Все же порой, хоть и редко, случается, что чутье даже проницательного, многоопытного наркомана/алкоголика дает сбой. Иногда даже он ошибается. Или не может определить, кто же перед ним: свой или чужой? Торчок или нет?
Так было и с Кевином. Его никто не мог раскусить. Он не отрезал себя от студенческой группы, но и не сливался с ней. Ни ваш, ни наш. Ни с нами, ни с ними. Ни свой, ни чужой. Понимай как хочешь. А еще лучше – поменьше интересуйся другими. Больше занимайся собой.
...Как я уже говорил, на церемонии вручения дипломов каждый из выпускников должен был произнести спич. Выступления Кевина ждали с особым интересом. Знали, конечно, что он немногословен. Но его меткие комментарии, колкие, порой язвительные шутки, неожиданные взрывы смеха выдавали в нем человека темпераментного, возможно, дерзкого, скрывающего под маской настоящее лицо. Надеялись, что он, наконец, откроется.

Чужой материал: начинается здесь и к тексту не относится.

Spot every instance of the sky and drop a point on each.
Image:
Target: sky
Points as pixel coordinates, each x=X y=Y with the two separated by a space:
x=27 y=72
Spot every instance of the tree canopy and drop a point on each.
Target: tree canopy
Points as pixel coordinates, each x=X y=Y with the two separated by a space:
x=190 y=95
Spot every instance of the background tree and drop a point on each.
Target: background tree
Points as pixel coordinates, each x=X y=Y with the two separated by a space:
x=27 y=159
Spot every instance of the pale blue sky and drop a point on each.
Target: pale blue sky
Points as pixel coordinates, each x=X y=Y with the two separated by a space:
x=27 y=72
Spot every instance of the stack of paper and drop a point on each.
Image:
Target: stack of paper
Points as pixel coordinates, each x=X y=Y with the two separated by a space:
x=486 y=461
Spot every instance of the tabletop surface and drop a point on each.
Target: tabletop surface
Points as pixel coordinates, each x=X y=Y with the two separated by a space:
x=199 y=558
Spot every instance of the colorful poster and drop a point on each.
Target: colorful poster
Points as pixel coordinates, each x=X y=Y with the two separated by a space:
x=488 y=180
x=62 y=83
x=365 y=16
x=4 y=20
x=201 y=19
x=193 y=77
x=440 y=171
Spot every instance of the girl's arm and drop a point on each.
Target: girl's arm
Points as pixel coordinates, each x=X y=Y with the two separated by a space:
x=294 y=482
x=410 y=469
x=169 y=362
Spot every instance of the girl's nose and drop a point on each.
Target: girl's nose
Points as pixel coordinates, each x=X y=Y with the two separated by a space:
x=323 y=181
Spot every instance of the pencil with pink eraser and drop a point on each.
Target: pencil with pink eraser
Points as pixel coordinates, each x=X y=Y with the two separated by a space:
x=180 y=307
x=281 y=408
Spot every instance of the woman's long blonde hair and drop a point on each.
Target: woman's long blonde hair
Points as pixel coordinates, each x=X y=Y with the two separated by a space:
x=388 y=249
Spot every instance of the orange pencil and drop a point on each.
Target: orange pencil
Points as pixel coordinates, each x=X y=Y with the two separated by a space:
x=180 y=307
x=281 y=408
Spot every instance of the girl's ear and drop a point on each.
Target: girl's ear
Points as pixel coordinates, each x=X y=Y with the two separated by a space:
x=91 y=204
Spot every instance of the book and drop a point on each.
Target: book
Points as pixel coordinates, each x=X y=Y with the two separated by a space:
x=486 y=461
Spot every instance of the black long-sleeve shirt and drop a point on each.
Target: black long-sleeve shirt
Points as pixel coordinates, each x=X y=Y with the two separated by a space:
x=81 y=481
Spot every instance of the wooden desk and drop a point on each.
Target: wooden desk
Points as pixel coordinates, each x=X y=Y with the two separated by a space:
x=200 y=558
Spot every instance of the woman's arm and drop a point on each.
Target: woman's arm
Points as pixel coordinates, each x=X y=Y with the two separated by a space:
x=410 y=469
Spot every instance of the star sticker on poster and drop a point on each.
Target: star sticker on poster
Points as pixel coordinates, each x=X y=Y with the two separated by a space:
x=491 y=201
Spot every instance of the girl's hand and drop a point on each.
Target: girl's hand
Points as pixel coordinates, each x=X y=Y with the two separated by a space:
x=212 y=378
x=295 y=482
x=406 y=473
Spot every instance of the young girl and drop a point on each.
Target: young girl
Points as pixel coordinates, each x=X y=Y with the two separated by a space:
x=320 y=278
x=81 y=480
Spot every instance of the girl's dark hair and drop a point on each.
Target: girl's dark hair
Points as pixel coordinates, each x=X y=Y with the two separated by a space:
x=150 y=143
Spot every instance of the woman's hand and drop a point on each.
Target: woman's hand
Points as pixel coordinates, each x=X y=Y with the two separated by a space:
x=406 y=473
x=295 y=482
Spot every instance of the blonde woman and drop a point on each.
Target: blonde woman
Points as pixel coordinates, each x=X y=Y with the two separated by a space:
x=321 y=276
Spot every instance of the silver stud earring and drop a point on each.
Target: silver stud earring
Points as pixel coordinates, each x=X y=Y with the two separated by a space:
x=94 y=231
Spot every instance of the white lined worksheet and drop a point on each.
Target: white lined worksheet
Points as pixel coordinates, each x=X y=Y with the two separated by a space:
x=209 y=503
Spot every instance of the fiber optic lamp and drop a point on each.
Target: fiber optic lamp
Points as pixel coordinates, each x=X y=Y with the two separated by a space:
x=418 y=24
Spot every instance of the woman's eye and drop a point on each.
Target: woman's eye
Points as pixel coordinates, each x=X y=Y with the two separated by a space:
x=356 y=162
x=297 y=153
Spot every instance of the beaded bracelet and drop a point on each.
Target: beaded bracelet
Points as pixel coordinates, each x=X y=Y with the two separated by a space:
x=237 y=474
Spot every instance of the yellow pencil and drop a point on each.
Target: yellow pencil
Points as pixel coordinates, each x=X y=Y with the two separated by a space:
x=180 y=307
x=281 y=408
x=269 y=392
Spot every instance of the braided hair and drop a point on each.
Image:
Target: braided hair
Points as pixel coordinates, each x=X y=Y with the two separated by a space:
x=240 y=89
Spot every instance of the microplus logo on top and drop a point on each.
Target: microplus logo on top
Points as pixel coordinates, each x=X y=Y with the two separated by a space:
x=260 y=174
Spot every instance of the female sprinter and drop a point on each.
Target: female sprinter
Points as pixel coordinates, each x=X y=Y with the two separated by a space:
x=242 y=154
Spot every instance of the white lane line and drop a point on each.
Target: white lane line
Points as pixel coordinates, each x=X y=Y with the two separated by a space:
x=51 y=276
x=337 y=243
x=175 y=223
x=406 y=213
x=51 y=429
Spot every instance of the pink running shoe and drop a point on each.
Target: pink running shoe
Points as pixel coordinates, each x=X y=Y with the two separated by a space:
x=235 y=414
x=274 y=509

Снимет маску.
Накануне церемонии ажиотаж вокруг Кевина возрос еще больше. Загадка сфинкса должна быть разгадана! На перекурах велись жаркие дебаты. Большинство все-таки склонялись к мнению, что Кевин – наш, из торчков. Правда, мнения разделились по другому важному вопросу: какой наркотик он употреблял? Одни считали, что торчал на героине: «Так умело маскироваться может только опытный героинщик». Другие уверяли, что Кевин – из алкашей, что у него и образ мыслей, и даже походка алкоголика. Третьи возражали: «Нет же, Кевин – типичная «таблеточная голова», набитая транквилизаторами».
Кто же прав?
...Получив диплом, Кевин произнес короткую речь. Поблагодарил преподавателей. Пожелал удачи всем однокурсникам. Упомянул о проблемах, которые есть у каждого. И, к всеобщему разочарованию, умолк.
– Ке-вин, Ке-вин, Ке-вин… – кто-то из студентов, кажется, это был Рауль, стал вполголоса скандировать имя Кевина, ритмично ударяя ладонью по парте.

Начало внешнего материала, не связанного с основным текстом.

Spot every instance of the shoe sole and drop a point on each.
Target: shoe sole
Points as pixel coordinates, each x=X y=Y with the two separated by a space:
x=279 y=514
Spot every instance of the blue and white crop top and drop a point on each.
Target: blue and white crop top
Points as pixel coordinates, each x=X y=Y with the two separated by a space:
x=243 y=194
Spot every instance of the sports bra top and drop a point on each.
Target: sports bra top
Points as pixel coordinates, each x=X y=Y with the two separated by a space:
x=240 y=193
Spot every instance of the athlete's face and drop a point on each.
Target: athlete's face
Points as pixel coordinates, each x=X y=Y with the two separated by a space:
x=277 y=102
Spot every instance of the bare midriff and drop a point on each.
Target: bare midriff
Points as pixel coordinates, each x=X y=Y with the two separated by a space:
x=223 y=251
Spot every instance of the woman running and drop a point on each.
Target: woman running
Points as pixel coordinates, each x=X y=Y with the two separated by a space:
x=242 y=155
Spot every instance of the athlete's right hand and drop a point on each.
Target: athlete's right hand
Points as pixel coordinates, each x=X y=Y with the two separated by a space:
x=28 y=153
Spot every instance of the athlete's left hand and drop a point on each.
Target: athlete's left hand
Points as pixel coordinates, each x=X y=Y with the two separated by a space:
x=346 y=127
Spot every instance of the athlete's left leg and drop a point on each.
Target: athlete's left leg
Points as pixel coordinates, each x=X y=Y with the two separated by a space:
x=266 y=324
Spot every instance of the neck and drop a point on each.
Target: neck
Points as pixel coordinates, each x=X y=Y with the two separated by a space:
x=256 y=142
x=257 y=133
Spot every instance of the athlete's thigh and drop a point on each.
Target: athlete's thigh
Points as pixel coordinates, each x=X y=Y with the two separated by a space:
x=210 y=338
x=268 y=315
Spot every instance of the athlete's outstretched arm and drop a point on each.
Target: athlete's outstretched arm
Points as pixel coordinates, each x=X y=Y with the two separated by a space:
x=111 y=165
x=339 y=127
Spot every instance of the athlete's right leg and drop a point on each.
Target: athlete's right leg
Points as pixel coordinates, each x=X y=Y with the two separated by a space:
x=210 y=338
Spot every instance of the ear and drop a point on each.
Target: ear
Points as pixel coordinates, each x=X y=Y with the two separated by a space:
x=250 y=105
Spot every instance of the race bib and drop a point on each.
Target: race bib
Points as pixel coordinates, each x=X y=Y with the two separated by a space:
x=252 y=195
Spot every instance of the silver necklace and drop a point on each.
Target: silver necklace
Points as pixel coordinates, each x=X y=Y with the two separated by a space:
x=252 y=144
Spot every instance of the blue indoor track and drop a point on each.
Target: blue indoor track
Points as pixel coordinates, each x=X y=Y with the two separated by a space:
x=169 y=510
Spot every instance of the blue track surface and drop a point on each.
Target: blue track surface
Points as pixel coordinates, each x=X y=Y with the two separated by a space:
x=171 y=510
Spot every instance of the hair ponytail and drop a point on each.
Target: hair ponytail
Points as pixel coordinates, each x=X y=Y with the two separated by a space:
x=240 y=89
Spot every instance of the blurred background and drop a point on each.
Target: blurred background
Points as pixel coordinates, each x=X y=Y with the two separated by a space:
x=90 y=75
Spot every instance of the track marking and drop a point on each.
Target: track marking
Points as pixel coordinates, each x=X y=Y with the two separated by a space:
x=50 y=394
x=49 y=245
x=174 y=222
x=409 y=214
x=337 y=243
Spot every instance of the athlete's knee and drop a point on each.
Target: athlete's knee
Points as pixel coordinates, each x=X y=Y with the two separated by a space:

Его поддержали. Через минуту вся аудитория – студенты, даже приглашенные на церемонию охранники и уборщики, требовательно стучали в такт ладонями по партам.
– Ке-вин!.. Ке-вин!..
Он растерялся, впервые за все время учебы. Стал озираться, словно в поисках пути к бегству.

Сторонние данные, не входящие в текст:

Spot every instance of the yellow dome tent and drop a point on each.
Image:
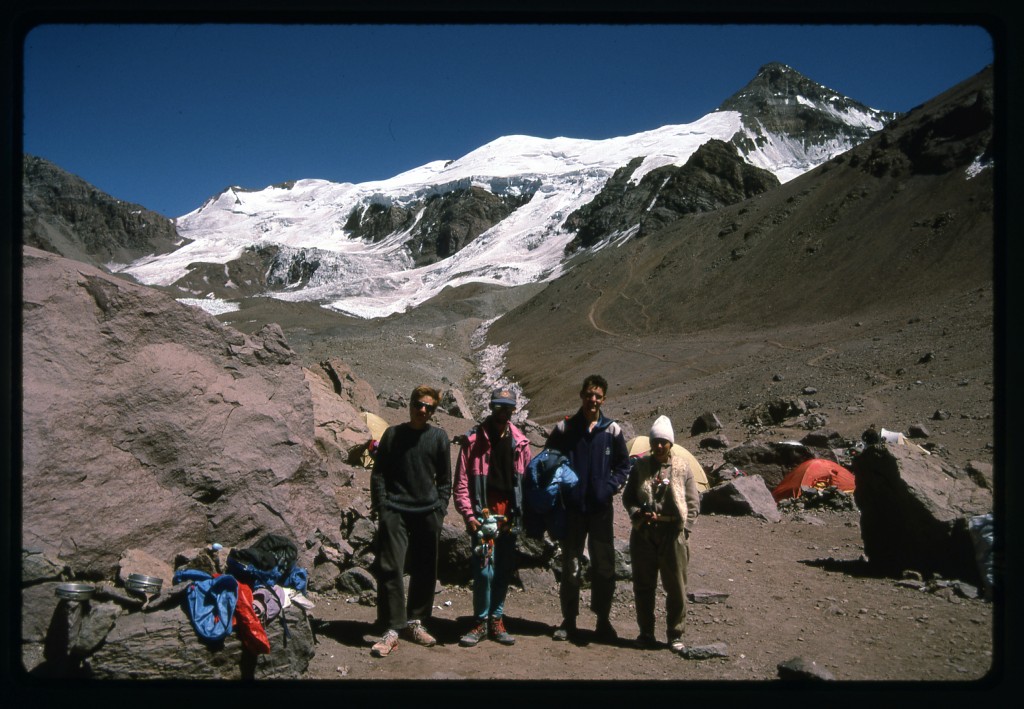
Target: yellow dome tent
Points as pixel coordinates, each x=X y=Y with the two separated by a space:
x=640 y=446
x=377 y=426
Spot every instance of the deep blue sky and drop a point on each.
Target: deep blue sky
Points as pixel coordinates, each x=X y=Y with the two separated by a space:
x=166 y=116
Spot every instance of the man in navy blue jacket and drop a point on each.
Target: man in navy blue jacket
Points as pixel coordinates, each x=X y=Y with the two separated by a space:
x=596 y=449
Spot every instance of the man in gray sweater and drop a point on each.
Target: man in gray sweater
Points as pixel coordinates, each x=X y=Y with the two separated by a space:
x=410 y=489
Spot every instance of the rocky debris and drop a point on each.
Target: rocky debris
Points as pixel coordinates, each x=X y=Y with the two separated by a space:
x=708 y=652
x=981 y=473
x=818 y=498
x=454 y=402
x=163 y=644
x=341 y=431
x=714 y=442
x=707 y=597
x=351 y=388
x=394 y=400
x=800 y=669
x=918 y=430
x=769 y=460
x=705 y=423
x=742 y=495
x=915 y=511
x=776 y=412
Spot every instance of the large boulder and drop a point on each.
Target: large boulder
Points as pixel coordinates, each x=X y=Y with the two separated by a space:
x=147 y=424
x=915 y=511
x=340 y=428
x=741 y=495
x=769 y=460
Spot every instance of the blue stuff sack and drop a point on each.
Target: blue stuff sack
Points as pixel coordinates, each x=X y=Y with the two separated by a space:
x=210 y=601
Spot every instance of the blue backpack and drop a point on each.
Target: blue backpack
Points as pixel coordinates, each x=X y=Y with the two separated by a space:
x=548 y=475
x=210 y=601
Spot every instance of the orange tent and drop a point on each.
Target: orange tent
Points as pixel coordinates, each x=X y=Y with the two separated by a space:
x=816 y=472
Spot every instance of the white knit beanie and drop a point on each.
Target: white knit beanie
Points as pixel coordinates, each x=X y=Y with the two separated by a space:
x=662 y=428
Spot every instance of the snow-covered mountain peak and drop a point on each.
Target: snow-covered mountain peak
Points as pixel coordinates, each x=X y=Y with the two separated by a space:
x=495 y=214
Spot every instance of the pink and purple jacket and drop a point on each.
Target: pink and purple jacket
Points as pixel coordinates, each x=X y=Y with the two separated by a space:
x=473 y=465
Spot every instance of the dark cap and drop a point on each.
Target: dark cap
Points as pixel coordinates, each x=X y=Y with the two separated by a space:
x=502 y=397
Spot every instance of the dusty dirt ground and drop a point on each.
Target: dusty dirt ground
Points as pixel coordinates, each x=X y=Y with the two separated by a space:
x=795 y=588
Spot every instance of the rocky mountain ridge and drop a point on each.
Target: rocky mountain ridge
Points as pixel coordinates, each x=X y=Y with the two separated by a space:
x=64 y=214
x=383 y=247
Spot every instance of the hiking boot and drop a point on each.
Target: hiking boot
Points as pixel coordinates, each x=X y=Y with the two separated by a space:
x=418 y=634
x=564 y=631
x=646 y=641
x=604 y=631
x=386 y=644
x=498 y=632
x=474 y=635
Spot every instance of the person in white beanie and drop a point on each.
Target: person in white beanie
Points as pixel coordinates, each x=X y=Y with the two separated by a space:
x=663 y=502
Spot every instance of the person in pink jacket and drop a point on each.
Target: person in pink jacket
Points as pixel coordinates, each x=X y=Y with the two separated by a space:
x=488 y=495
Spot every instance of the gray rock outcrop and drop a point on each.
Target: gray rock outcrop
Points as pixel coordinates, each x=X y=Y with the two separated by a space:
x=915 y=510
x=741 y=495
x=148 y=424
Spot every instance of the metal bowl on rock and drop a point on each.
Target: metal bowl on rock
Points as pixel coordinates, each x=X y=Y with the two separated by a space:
x=75 y=591
x=143 y=584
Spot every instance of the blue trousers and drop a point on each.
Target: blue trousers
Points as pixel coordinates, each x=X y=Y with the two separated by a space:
x=491 y=580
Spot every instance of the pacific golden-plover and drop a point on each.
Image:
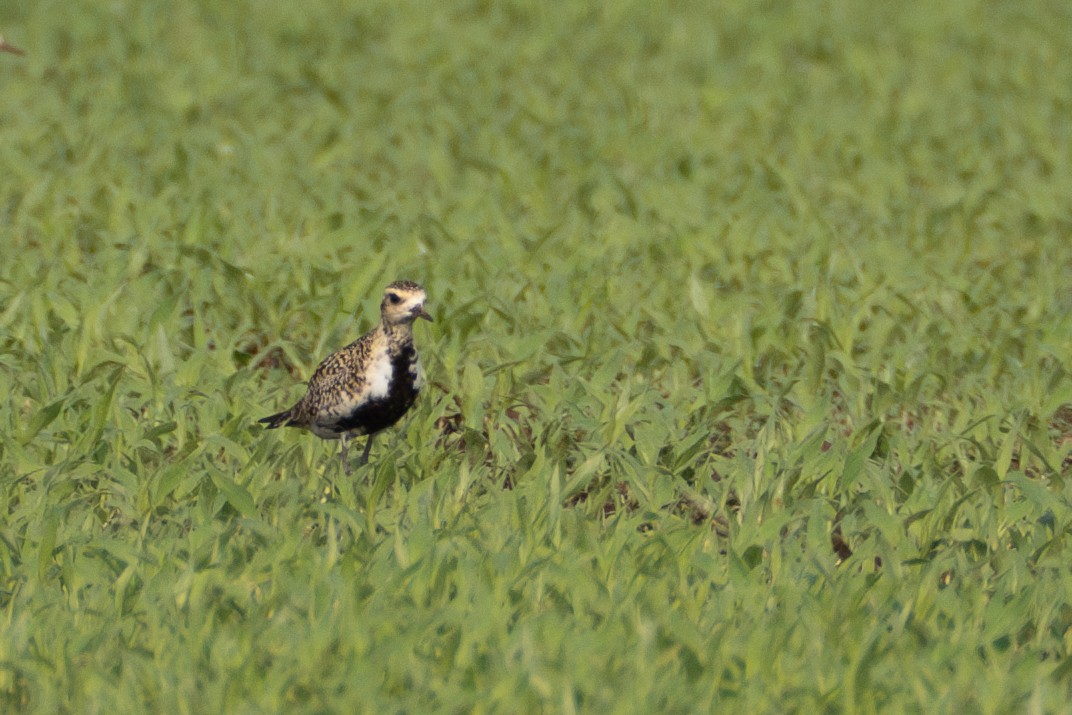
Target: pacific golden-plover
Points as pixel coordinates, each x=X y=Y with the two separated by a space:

– Ке-вин!!.. Ке-вин!!!.. – грохотала аудитория.
Кевин часто заморгал и, низко опустив голову, выдавил:
– Yes...
– Брат! Что же ты молчал все это время?! Зачем же так мучил себя и нас?!..
Предметы. Новые загадки
Учебная программа включала десять предметов. Изучение каждого предмета длилось около месяца, затем – экзамен, и новый предмет. Чтобы получить диплом, нужно было успешно сдать, как минимум, семь экзаменов из десяти. В кабинет директора всегда стояла очередь просителей, находившихся на грани вылета. Не помню, чтобы кого-то отчислили по неуспеваемости, всех как-то тянули.
Но теория – всего лишь теория. «Мертва теория, лишь древо жизни вечно зеленеет», – некогда изрек великий Гете, и применительно к наркологии эта фраза верна особенно.